Apparatus and Materials
Each pair of students will need:
- Mini-whiteboard or board with paper attached
- Torch or lamp
- Cardboard cylinder
- Two different coloured marker pens
- Protractor (optional)
Ask the students to:
- Put a cardboard cylinder around the end of the lamp/torch.
- Place the board so that it is perpendicular to the light source.
- Use a marker pen to draw around the area where the light falls.
- Place the board at an angle and use a different coloured marker to draw around the new area where the light falls.
- Which angle results in the light spreading out least?
- Which part of the world could this represent?
The light spreads out least when it strikes the board perpendicularly. Some students may think that this corresponds to summer in the UK. Explain why the curvature of the Earth’s surface means that this is not possible.
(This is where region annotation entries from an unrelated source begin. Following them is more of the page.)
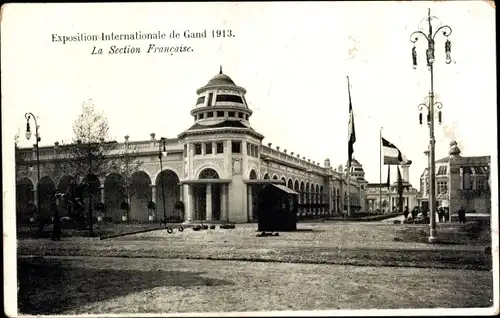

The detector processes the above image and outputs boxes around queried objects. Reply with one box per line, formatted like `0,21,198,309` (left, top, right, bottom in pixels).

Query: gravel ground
18,223,491,270
19,257,492,315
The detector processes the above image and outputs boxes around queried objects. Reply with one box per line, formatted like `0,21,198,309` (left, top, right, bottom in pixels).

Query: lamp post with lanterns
410,9,452,243
24,113,43,230
158,137,167,223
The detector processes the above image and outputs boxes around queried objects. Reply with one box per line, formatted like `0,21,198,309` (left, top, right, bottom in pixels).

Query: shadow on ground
394,221,491,246
17,258,234,315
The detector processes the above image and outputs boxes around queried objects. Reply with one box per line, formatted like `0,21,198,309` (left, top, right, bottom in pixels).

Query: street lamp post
24,113,43,231
410,9,452,243
158,137,167,223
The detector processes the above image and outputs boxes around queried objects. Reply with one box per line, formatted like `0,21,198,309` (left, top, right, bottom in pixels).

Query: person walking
437,207,444,223
458,206,465,224
403,206,410,220
52,207,62,241
411,207,418,220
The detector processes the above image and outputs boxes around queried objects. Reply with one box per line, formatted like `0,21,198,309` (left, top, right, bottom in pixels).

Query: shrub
148,201,156,210
120,201,130,211
174,201,184,212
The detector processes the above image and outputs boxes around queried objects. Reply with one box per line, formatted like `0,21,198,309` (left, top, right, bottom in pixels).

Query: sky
1,1,497,188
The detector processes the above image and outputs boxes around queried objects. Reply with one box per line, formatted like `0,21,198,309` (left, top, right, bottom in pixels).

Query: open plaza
18,221,493,315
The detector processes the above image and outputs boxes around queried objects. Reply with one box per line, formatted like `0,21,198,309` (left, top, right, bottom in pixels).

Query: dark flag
347,76,356,166
387,166,391,189
382,137,411,165
398,166,403,196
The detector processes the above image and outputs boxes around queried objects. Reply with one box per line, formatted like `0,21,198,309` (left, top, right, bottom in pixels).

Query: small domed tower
449,141,461,157
178,67,264,222
191,66,252,127
325,158,330,168
346,158,365,180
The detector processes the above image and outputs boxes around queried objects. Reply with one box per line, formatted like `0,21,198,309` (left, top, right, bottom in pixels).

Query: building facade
420,141,491,213
366,165,422,213
16,69,366,222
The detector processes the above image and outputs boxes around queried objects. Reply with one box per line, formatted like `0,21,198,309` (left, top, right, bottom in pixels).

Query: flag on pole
387,166,391,189
347,76,356,166
398,166,403,196
382,137,411,165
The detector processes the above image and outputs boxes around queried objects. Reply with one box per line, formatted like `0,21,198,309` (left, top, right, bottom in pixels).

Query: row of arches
264,173,335,217
16,169,180,222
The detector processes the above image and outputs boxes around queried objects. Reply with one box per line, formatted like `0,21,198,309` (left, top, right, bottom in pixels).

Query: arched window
250,170,257,180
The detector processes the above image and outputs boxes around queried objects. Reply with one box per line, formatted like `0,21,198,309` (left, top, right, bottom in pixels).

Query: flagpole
378,127,382,213
346,76,356,217
387,165,392,213
347,160,351,217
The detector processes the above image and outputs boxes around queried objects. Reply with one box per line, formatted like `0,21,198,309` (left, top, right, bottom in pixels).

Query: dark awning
243,179,285,185
272,184,298,195
179,179,231,185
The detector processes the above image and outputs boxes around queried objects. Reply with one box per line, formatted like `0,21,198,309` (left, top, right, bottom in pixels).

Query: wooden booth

The sun's radiation can only strike the ground perpendicularly in countries near the equator.
To model midday on the first day of summer they should tilt their board to 58°. For the first day of winter in the UK its 12°. It is warmer in summer because the sun's radiation is spread out over a smaller area and so the ground warms up more quickly.
Students explain why the angle with which the sunlight strikes the ground changes over the year and how this contributes to it being warmer in summer.
This experiment was safety-tested in March 2020.